В «Ниоткуда с любовью...» герой «потерян», и даже не «в мирозданьи», как сказано в «Я был только тем, чего...» (1981), а «в нигде». Место, момент действия («надцатого мартобря») — все это неопределенно, не существует, и единственное реальное понятие здесь — любовь. Именно она помогает герою «сориентироваться», обрести себя. Первая его мысль по пробуждении — собственно, она заставляет его проснуться — о любви. Образ говорящего проявляется, опять-таки, в связи с любовью: «не ваш, но / и ничей верный друг». Идея любви как творящего начала доводится до абсолюта. Если тот, кого поэт называет «сам» («я любил тебя больше, чем ангелов и самого») — своевольный и деспотичный Бог Ветхого Завета, то любовь можно уподобить Богу Нового Завета (к нему и относятся слова «Бог есть Любовь» (1 Ин. 4, 8)). Она воскрешает из небытия и восстанавливает погибшее мироздание. Напротив, конец любви — это смерть для героя: он «замерзает», земля отталкивает его:
То ли по льду каблук скользит, то ли сама земля
закругляется под каблуком —
(«Север крошит металл...»)
— и ему предстоит путь «за моря», туда, где садится солнце (странствие на Запад — традиционный символ ухода в потусторонний мир).
Стихи «Части речи» — «моментальные срезы сознания»6 и душевного состояния персонажа7. Раз за разом его посещают воспоминания о возлюбленной. В «Узнаю этот ветер...» они вызывают у героя слезы; в «Потому что каблук оставляет следы...» — убивают его, отбрасывая «тело<...> от души». Эти мысли ярки и подчас столь мучительны, что сменяются периодами почти бесчувствия, «замерзания» и «окаменения». Так, «тело», которое «покоится на локте, / как морена вне ледника», напоминает умершего: остаток «Великого оледенения» сходен с останками человека («Это — ряд наблюдений...»). Воспоминания преследуют героя: в «Узнаю этот ветер...» природа, похожая на родную, мгновенно вызывает в памяти ЕЁ, чье «кайсацкое имя»8 шевелит во рту его язык. Стихия осени напрямую отождествляется с НЕЙ; она становится «духом» прошлого и всего того, что было оставлено на родине: ее образ неразрывен с каждым воспоминанием, напоминая о себе то прямо, то косвенно.
Однако уже с начала цикла явственно стремление героя обуздать переживания, отстраниться от них.

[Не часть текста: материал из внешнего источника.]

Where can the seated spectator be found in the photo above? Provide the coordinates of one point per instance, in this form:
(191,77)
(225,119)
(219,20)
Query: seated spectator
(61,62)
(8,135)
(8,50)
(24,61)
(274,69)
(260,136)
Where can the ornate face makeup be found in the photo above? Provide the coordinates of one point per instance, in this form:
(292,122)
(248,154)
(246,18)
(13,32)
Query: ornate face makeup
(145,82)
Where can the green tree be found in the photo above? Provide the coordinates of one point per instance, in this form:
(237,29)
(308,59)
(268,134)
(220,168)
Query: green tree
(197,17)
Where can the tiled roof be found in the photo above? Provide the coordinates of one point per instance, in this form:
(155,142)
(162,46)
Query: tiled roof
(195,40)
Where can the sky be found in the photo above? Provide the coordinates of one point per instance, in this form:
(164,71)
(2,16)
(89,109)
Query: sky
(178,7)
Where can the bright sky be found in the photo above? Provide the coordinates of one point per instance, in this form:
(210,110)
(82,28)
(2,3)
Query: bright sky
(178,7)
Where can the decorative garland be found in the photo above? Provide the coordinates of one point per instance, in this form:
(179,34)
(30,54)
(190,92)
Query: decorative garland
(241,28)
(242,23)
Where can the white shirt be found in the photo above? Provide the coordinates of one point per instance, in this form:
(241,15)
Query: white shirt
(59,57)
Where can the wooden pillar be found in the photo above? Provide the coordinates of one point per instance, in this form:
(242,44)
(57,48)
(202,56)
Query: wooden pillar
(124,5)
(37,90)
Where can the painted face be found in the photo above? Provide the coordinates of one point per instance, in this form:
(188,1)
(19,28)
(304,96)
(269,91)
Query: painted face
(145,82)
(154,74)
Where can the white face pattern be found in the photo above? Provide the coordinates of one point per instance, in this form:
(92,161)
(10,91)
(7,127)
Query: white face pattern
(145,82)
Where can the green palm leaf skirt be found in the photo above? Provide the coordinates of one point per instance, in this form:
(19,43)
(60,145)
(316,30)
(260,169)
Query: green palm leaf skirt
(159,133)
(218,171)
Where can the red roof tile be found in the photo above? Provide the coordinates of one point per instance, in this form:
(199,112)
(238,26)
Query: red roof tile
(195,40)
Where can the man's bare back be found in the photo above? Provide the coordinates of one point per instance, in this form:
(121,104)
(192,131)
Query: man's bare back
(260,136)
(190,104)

В первом, накаленном до предела, тексте, где персонаж «извивается ночью на простыне», вслед за этой самой строкой следует ироническое: «как не сказано ниже по крайней мере». Похоже, именно об этом расколе «на страдающего и на пишущего» Бродский сказал в связи с «Реквиемом» Ахматовой9. Ипостаси героя («поэт» и «влюбленный») расходятся10: один переживает, другой в тот же самый момент контролирует стиль («обнажение поэтической кухни» — так характеризует эти слова В.А.Куллэ11). И для поэта такое состояние естественно: в голосе героя звучит страсть, но одновременно автор оценивает ее, учитывает «реакцию публики». «Когда вы пишете стихи, то всегда предчувствуете, что существует некое сардоническое сознание, которое посмеется над вашими восторгами и сожалениями. Отсюда идея — «побить» это сардоническое сознание. Украсть шанс у него. А единственная возможность украсть — это посмеяться над собой», — сказал Бродский в одном из интервью12.
В «Север крошит металл...» мотив любви редуцирован до предела, выражен лишь намеками; происходящее осмысливается не в плане личных обид, но с точки зрения, так сказать, природных процессов. Вся жизнь персонажа, все ее составляющие обусловлены природными факторами, естественной «средой обитания»; вместе они образуют целостную и слаженную картину мира. Холод побуждает к творчеству; он же заставляет искать тепла в общении («север <…> учит гортань проговорить “впусти”»); героя отторгает не только близкий человек — который едва упомянут — но и «сама земля». Даже существование оконного стекла объясняется тем, что природа, «север», «щадит» его.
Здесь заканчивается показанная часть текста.